Following the departure of Mme Forero, there were changes in the membership of the Sub-Commission, and the "team" was uncertain whether it was necessary or useful to go forward with a study on DU and the other listed weapons, in part because (1) the Sub-Commission had already labeled DU as a WMD, and (2) the Secretary-General's report contained substantial portions of both the Parker Memorandum on Weapons, the submission of the International Indian Treaty Council and a number of countries, all essentially implying the same thing -- DU weaponry is incompatible with existing international humanitarian law and human rights norms.
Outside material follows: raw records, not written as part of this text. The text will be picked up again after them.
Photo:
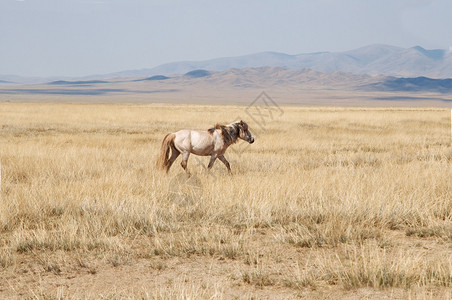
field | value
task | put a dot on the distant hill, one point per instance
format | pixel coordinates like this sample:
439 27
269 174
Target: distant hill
413 85
64 82
197 73
372 60
155 77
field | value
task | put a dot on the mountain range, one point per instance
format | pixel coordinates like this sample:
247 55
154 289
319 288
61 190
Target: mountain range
370 60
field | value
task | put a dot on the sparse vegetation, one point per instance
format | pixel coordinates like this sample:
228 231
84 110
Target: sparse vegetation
343 198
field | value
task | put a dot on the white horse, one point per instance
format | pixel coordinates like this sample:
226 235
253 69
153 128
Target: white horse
212 142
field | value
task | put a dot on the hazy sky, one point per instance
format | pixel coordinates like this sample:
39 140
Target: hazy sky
84 37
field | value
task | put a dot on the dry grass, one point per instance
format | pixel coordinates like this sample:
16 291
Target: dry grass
355 202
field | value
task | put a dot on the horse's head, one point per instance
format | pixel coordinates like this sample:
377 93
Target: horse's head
244 133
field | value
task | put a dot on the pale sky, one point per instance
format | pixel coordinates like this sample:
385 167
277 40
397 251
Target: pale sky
85 37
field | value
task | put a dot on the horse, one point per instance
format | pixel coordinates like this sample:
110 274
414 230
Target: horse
212 142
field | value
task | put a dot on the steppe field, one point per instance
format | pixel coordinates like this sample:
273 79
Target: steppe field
328 203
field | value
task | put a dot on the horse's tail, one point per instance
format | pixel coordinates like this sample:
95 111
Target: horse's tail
163 161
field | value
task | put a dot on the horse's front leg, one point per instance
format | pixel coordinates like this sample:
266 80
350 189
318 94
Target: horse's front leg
212 160
185 157
226 163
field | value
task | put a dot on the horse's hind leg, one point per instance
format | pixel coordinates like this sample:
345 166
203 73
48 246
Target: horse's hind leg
212 160
174 154
226 163
185 156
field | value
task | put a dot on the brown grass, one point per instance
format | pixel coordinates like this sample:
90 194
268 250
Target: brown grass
353 202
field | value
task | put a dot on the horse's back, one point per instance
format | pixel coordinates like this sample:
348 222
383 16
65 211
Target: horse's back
195 141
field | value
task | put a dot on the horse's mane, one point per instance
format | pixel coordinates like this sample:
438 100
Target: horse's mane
227 131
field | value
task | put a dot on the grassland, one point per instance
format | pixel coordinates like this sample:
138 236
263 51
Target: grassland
327 203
However, during these three years, the NGOs at the UN continued to present seminars, films and keep up the pressure. In 1999, the video documentary "From Radioactive Mines to Radioactive Weapons" was shown at the Commission. The documentary linked the health impacts of uranium mining on Navajo miners to the impacts of DU weapons, and described tests done by Dr Hari Sharma showing the presence of DU in Gulf War veterans including Ray Bristow. The number of UN NGOs presenting statements on DU continued to grow. At the 2001 session of the Sub-Commission, one of the most respected members of the Sub-Commission, Justice Y. Sik Yuen (Mauritius) agreed to go forward with the study. (Karen Parker had tried toconvince him to take on this study for several years, but he had already been assigned another study). By Thursday of the first week of the 2001 session, the draft resolution was tabled (submitted) with 16 co-sponsors.

The final debate on the draft became, as Karen Parker says, a "dream come true." The US and UK tried to urge that DU is a 'conventional' weapon and therefore 'legal.' So the debate really shows that these two countries are backed into a corner, and the rest of the world accepts that DU is and always was illegal." (Please note: There have been many NGOs who have contributed to this effort at the Sub-Commission and we apologize if some have not been mentioned by name.)

The documents from the Sub-Commission are not yet all posted on the UN web-site, and as soon as they are available, we will let you know.

In the meantime, Karen Parker will be assisting Justice Sik Yuen on this study, and requests that people begin to collect the latest relevant information to transmit to her at if they are small enough. Larger documents may be transmitted to her office by mail. Funds to assist this effort may be made out to Karen Parker directly, of for those wishing to make a tax-exempt contribution, to the Association of Humanitarian Lawyers, and sent to The Law Offices of Karen Parker, 154-5th Avenue, San Francisco, CA 94118, USA.

Below is the relevent press release from the UN website



Subcommission on the Promotion and Protection of Human Rights 53rd session 16 August 2001. Afternoon

The Subcommission on the Promotion and Protection of Human Rights this afternoon adopted a number of resolutions and measures which, among other things, requested its members to carry out studies on human rights and weapons of mass destruction; the transfer and use of small arms in the context of human rights; the return of refugees' or displaced persons' property; and non-discrimination.

Concerning weapons, the Subcommission, by a show of hands vote of 21 in favour and 2 against, approved a decision that asked Subcommission Expert Y.K.J. Yeung Sik Yuen to prepare a paper on human rights and weapons of mass destruction.

In the report, he would assess the utility, scope and structure of a study on the real and potential dangers to the effective enjoyment of human rights posed by the testing, production, storage, transfer, trafficking, or use of weapons of mass destruction with indiscriminate effect, or of a nature to cause superfluous injury or unnecessary suffering, including the use of weaponry containing depleted uranium.